The cat’s out of the bag. All bets are off. I’m letting the chips fall where they may. Or perhaps I should say I’m letting the gold fall into the hands of divers who have the determination and tenacity to discover it. I’m not trying to start an Alaskan gold rush, but when you hear the “Clara Nevada” story you might be tempted to pack your gear and head for the Klondike.
Never heard of it? Neither had I until I read an intriguing article, The Mystery of the Clara Nevada in the Baltimore Sun. It gave an engaging account of the 1896 gold rush in Canada and Alaska that drew thousands of hopefuls through the “Gateway to the Klondike,” the portals that opened in Portland and Seattle where some of the miners chose the overland route. But most preferred the faster sea passage, and utilized every local vessel available.
As she aged, the Clara Nevada wasn’t the most seaworthy ship afloat. Christened the Hassler in 1872 and placed in the U.S. Coast and Geodetic Service, it plied Alaskan waters for 25 years. When the McGuire brothers of the Pacific and Alaska Transportation Company bought it in 1897, they frugally refitted the ship and hired low wage seamen to sail it between Oregon and Washington. Often over-loaded with livestock, the ship took a beating in heavy seas. She wasn’t a good candidate for animals, much less mankind. But that didn’t deter the brothers, whose cheaply refitted steamer became part of the gold rush “Fleet of Greed.”

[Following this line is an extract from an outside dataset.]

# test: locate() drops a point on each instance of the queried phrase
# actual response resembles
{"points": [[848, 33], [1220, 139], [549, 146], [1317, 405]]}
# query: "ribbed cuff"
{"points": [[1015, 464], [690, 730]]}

Captained by Charles H. Lewis of Baltimore, Maryland, the three-masted steamer was heading south from the Skagway gold fields in February, 1898, when she ran into a fierce storm. A witness reported seeing an orange fireball in the night sky and a ship that disappeared off Eldred Rock in Lynn Canal about 30 miles south of Skagway. Only one body was found in the wreckage that washed ashore. The passenger list was lost, but it’s believed that at least 60 and perhaps more than 100 passengers and crew were aboard. It appears the storm drove the ship out of the deep canal and on to a submerged pinnacle. After breaking up and drifting, its remains were scattered off the rocky shoreline in 10 to 30 feet of water.
News of the sinking spread quickly. So did the buzz about purported bags of gold dust and nuggets aboard worth about $165,000 (valued at $14 million today). Further grapevine chatter included thieves who set dynamite charges to cover up their robbery. Other conjectures had the crew drinking and fighting; illegal explosives purportedly stored below; and claims that the hole divers later discovered in the side of the ship was from a blast, not the result of a rocky collision. The main shaft, prop and boiler were salvaged in the early 1900s, but the gold was never recovered. The ship’s bow points north, its machinery, hull plates and deck fittings scattered over the rocks for several hundred yards.
In 1907, a statuesque lighthouse dedicated to the Clara Nevada was built just south of the wreck site. During construction, workers claimed they saw a ghost ship at dusk far out in the canal near the sea pinnacle. The apparition was never seen again after the lighthouse was completed.
Other mysterious accounts can be found in a captivating book: The Clara Nevada—Gold, Greed, Murder and Alaska’s Inside Passage by Steven C. Levi.